Он был литератор, средних способностей критик и хороший парень. Работал по заказу в нескольких газетах, потом где-то штатным сотрудником, делал, что велят, но душу не продавал: дерьмо не хвалил, талантливых не ругал. И приятельствовать старался с талантливыми. Квартирка у него была однокомнатная, в пятиэтажке, жили с женой бедновато — но мы все тогда жили бедновато, и это казалось не убожеством, а нормой. Литературные чиновники, конечно, существовали иначе, но это нас никак не касалось, на дни рождения мы ходили не к ним.
А потом Виталька исчез с горизонта. Но исчез не вниз, а вверх — его взяли в большое издательство на солидную должность, так сказать, скачок в карьере. Помню, я за него порадовался. В нашей компании тогда слово «карьера» считалось почти неприличным, но ведь кому-то надо: если на всех постах будут одни стукачи да лакеи, ничего хорошего из этого не выйдет. Я даже подумал, да и сейчас, кстати, думаю, что парня взяли в начальство как раз за хорошие качества — порядочный, скромный, не подсидит и не предаст.
Но что-то в мужике изменилось: как говорят сейчас, сменил круг общения. Уже не звонил, встречаясь случайно в Доме литераторов, здоровался вежливо, но торопливо, не вступая в разговор — похоже, опасался, как бы прежние приятели о чем-нибудь не попросили, исходя из его нового положения, в котором он еще не настолько укрепился, чтобы кому-то помогать.
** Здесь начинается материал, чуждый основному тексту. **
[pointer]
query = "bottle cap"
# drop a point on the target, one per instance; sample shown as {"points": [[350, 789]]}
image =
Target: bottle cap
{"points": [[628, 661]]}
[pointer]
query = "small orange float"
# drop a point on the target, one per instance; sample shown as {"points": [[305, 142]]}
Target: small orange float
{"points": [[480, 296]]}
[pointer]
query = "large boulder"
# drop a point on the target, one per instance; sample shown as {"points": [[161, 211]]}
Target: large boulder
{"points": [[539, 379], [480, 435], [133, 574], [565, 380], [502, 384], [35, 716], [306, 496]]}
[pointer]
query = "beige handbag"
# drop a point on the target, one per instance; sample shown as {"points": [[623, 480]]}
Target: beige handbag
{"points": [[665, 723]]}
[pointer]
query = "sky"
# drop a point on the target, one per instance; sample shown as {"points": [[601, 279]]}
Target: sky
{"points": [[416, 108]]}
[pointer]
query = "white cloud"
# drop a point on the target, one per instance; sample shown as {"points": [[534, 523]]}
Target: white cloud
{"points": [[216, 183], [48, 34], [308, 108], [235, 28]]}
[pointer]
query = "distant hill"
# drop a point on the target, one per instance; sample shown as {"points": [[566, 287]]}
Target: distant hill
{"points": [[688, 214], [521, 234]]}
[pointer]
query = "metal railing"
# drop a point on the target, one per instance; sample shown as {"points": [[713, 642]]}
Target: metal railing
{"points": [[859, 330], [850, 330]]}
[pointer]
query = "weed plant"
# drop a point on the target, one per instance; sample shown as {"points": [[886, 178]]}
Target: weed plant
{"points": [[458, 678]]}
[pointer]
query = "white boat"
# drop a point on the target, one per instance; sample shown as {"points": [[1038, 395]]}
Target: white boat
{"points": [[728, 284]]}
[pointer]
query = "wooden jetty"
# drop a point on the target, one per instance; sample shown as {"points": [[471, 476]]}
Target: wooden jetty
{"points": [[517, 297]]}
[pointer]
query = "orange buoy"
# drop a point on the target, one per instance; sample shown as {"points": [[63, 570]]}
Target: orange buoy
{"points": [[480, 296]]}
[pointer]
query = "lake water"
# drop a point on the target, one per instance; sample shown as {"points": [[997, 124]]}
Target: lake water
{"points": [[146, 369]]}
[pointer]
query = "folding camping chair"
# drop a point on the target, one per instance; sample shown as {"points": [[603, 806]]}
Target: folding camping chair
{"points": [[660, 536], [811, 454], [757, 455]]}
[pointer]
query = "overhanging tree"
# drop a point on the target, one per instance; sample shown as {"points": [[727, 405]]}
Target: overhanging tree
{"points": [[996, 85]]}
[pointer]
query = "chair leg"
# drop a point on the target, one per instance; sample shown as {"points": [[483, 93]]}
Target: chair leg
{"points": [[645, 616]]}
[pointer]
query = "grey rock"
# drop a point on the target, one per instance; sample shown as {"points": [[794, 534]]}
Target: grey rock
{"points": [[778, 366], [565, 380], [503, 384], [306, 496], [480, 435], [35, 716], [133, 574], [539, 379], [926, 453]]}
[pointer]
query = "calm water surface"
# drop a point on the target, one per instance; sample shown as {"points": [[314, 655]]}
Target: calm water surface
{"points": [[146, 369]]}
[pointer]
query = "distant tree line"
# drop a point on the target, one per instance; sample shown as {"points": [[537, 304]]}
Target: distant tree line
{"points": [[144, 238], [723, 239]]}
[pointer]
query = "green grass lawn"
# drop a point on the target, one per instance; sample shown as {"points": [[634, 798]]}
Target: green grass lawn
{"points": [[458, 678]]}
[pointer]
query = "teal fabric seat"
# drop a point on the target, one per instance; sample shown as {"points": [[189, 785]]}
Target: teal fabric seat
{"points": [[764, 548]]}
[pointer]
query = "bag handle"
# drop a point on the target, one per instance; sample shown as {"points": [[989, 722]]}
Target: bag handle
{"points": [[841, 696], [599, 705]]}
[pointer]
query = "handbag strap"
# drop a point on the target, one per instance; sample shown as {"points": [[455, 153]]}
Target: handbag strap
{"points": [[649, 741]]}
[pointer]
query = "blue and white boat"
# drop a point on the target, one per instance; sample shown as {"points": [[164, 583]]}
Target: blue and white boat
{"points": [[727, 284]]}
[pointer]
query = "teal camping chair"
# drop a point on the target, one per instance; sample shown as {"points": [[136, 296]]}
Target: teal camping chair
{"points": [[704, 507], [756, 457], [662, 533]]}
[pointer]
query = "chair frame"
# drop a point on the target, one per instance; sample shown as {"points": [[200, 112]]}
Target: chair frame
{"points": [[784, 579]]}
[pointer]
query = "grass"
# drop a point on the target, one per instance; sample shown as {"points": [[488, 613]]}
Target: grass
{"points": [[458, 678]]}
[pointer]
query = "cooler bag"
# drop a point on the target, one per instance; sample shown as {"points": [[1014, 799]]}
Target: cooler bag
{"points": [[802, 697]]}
Мы все отнеслись к этому с пониманием: наверное, парню так лучше, и — дай ему Бог! Тем более что и прежде подобное случалось, хотя в нашем кругу исключительно редко. Но все же не на пустом месте Вадим Черняк написал невеселую песню, начинавшуюся такими строчками:
«Уходят, уходят, уходят друзья
Одни — в никуда, а другие в князья»…
Виталька, конечно, в князья еще не вышел, но при княжеском дворе перспективное место уже осваивал.
А спустя несколько лет вдруг совершенно неожиданное: повесился. Как, почему?
Кое-что потом просочилось. Не ладилось в семье, жена подала на развод, напористо требовала выгодного ей размена той самой однушки. Говорили, оставил ей записку: «Теперь все достанется тебе». Но и записка многое не объясняла. Конечно, любая бытовая грязь тяжела, особенно человеку творческой профессии. Но чтобы из-за этого молодой крепкий мужик.… Не такая уж у них была любовь.